Llaitul ha denunciado una y otra vez como “vendidos” a los activistas mapuches involucrados en buscar una vía política dentro del arreglo institucional chileno para consolidar la “autonomía” étnica. El líder de la CAM los ve como operadores coloniales que buscan convertirse en la élite dirigente de una nación ocupada. Y tiene bastante razón: la apuesta de este grupo, que incluye a los “intelectuales mapuches”, es mediar entre el Estado chileno y el pueblo mapuche controlando la manija de los beneficios económicos y políticos aportados por el Estado. De esta forma, lograrían una posición dominante construida mediante el clientelismo con recursos ajenos. Y quienes los desafíen tendrían que vérselas con el aparato represivo estatal chileno, cuya operación ahora quedaría legitimada por liderazgos étnicos. Pasando y pasando.

Estos “gestores étnicos” tendrían, entonces, lo que la CAM y sus amigos no son capaces de ofrecer: plata y plomo en un volumen capaz de instalar y sostener un orden. Todo a cambio de olvidar un ideal de independencia que, en todo caso, es en los hechos descabellado y extremadamente poco popular dentro de los mismos mapuches. A nivel retórico, por lo demás, no se renuncia a nada. La nueva oligarquía mapuche siempre podrá decir que “quieren lo mismo que Llaitul”, lo invitarán a sumarse a la fiesta y, si termina muerto, quizás le hagan una estatua. Daga y laureles. Como sea, la CAM, los WAM y todo el indigenismo cabeza de pistola están jodidos: o se pasan al lado renovado o terminarán muertos o como soldados del crimen organizado.

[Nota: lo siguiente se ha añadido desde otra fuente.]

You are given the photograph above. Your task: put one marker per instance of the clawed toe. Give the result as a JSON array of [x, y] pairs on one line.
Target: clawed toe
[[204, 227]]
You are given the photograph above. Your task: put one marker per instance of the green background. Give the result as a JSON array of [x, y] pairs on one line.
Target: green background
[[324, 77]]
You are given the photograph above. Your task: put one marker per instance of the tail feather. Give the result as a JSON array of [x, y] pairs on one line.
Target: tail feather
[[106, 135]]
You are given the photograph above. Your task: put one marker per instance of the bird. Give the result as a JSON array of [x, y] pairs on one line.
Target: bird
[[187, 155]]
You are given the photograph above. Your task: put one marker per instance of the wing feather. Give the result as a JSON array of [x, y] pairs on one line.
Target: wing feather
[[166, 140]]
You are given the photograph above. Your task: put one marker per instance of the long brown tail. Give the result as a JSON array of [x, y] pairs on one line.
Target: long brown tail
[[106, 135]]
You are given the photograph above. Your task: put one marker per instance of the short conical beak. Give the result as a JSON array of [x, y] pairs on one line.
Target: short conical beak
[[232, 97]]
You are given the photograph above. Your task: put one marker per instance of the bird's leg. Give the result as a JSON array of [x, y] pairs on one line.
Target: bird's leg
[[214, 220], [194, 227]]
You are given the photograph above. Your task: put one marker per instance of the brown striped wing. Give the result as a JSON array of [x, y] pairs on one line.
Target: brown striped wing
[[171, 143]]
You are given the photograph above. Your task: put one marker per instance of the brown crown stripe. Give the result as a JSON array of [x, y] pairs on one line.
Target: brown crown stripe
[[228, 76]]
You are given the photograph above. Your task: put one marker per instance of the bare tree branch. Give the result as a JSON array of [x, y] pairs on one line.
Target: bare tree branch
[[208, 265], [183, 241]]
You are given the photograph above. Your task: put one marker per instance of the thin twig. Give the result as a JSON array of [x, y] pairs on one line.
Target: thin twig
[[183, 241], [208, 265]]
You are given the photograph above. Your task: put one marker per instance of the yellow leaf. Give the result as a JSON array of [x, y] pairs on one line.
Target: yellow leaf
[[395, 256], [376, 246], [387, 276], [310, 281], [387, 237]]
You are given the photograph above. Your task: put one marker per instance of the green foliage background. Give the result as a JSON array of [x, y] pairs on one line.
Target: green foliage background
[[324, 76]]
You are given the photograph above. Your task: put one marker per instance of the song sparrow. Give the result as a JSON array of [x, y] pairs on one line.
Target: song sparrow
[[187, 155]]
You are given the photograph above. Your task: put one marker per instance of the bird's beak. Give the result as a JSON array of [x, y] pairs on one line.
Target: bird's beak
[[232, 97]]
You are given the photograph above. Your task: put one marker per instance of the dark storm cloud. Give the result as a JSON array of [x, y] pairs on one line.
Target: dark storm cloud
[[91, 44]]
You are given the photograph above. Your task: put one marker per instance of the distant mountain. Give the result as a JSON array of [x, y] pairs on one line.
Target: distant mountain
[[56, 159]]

La gracia de contar con una oligarquía mapuche, por otro lado, es que ni siquiera es necesario para el Estado chileno que ese grupo sea muy representativo. Tal como la CUT en relación a la Concertación, esta casta dirigente podrá ser tratada como representante universal de un grupo social, aunque no lo convoque demasiado. Basta con que sean el lote más organizado y poderoso.

Esta ruta hacia la creación de una clase dirigente mapuche es, más o menos, la que se espera consolidar mediante el programa indigenista incrustado en el proyecto constitucional. Sin embargo, dicho diseño tiene una serie de problemas que merecen ser discutidos, especialmente considerando que su ejecución millonaria saldrá de los impuestos de todos los chilenos. El primero de estos problemas es la extensión del acuerdo a todas las etnias existentes, reinventadas y por reinventar. Es evidente que la situación del pueblo mapuche en relación al Estado chileno es radicalmente distinta a la de otros grupos étnicos. Ponerlos a todos en el mismo pie parece un incentivo perverso a la etnificación, sin beneficios a la vista. Y tampoco es justo. ¿Qué deuda histórica tendría el Estado chileno con, por poner un ejemplo, los changos?

El segundo problema es el anclaje político de la nueva oligarquía mapuche. Una cosa es que construyan su poder en base a forjar clientelas manipulando la manija de los beneficios aportados por el Estado de Chile, y otra es que ocupen esa relación clientelar para recolectar votos para la izquierda chilena. En otras palabras: es problemático que la clase dirigente mapuche sea un apéndice del Frente Amplio y sus amigos. Y eso son hoy en día. Esta distorsión militante implicaría un daño permanente a la libertad política de los ciudadanos mapuches.

El tercero es el diseño de la oferta de beneficios. La izquierda parece no recordar -para variar- sus propios errores. Y uno grave fue dejar que la reforma agraria se chacreara. Si la “reclamación de tierras” ancestrales se sale de madre, la oligarquía pretendiente podría verse superada en su capacidad para capturar representación, sin que nada logre reemplazarla.

Uno de los puntos más delicados e injustos del proyecto constitucional es la estructura de privilegios arbitrarios que otorga a los pueblos originarios. Es evidente que hace falta una conversación más clara sobre el objetivo de esos privilegios, sus destinatarios y la estructura institucional que se espera obtener mediante ellos. Llamar simplemente a aprobar sin aclarar estos puntos polariza sin permitir avanzar los intereses estratégicos de Chile con consenso y decisión. Es bueno que Llaitul y los violentistas estén en un callejón sin salida. Pero lo importante es hacer bien la pega ahora para no acabar haciéndoles compañía por falta de diligencia política.